Oblivious of the incident, Tamang had left for Korea on her own expenses. But upon learning what befell on her colleagues, she held back her celebrations. “I am happy to have won a medal for the country. But it’s sad to learn that my participation came at the expense of someone else due to the technical issues,” she said.
If disappointing performances on the field were not enough, controversies off it brought the country into disrepute. Five days into the Games, Sepak Takraw player Aman Pode went missing. As the Games authorities were searching for Pode, two more Nepali athletes--wushu players Sombir Tamang and Nirajan Ale Magar-deserted the Games village. Nepali team landed in Incheon with their largest ever contingent, comprising 204 athletes for 25 sports disciplines. Having spent a record Rs 60 million on players’ preparations, with only one bronze medal to show off the Nepali sports authorities have a lot to ponder.
Amid yet another disappointing result, Member Secretary of the National Sports Council Yubaraj Lama put up a brave face, calling for a serious review. “There is a huge gulf between Nepal and other top Asian countries in terms of sports. Other countries have been spending billions in sports and the athletes are provided with updated coaching system. But this has not been the case in Nepal,” said the chief of the country’s apex sports body.

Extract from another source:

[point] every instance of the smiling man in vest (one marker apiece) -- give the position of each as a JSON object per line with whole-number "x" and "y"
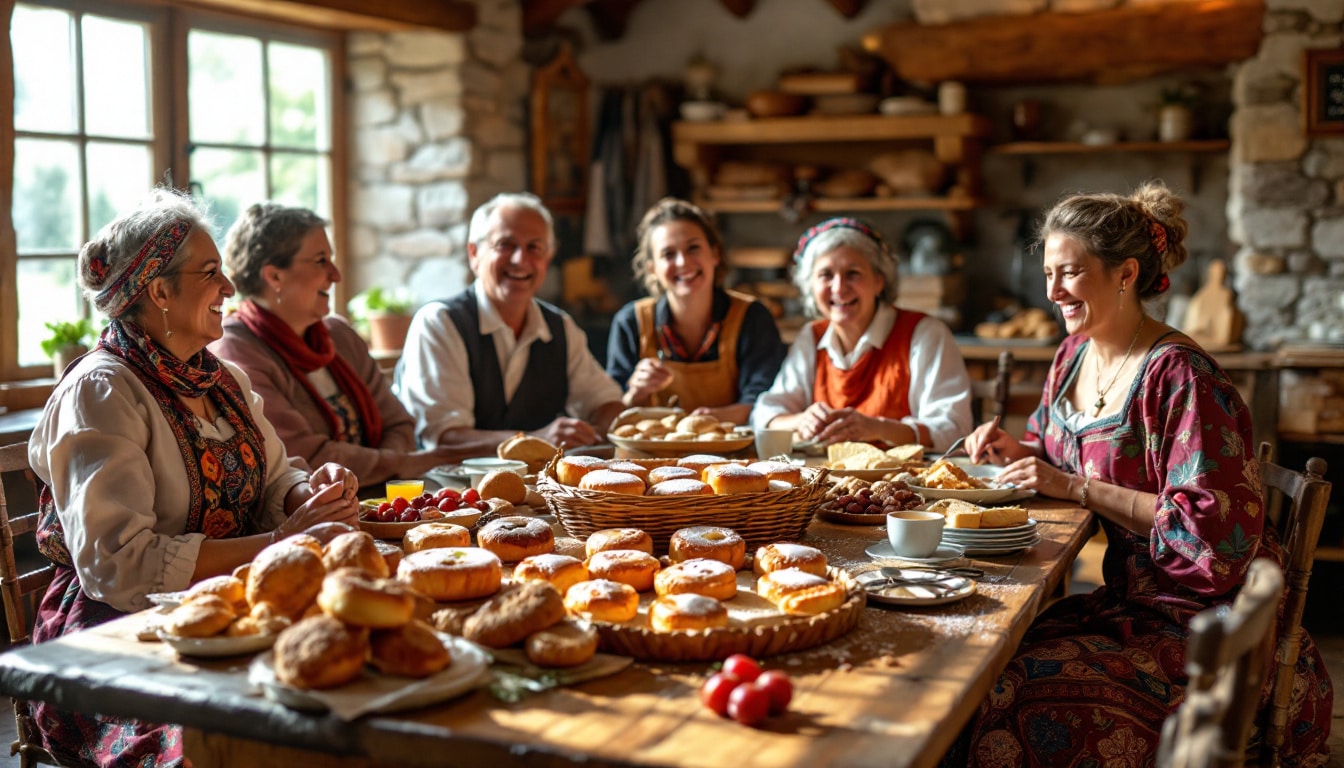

“There have been a lot of loopholes in Nepali coaching method. As the current set of coaches are not updated with the new trends, our first job should be to prepare quality coaches. We need a strategic planning for the next four years. Devise a year-round training programme for national teams and players under quality coaches. If we don’t begin our preparations for the next Asian Games now, we will end up with another disappointing result,” said Lama.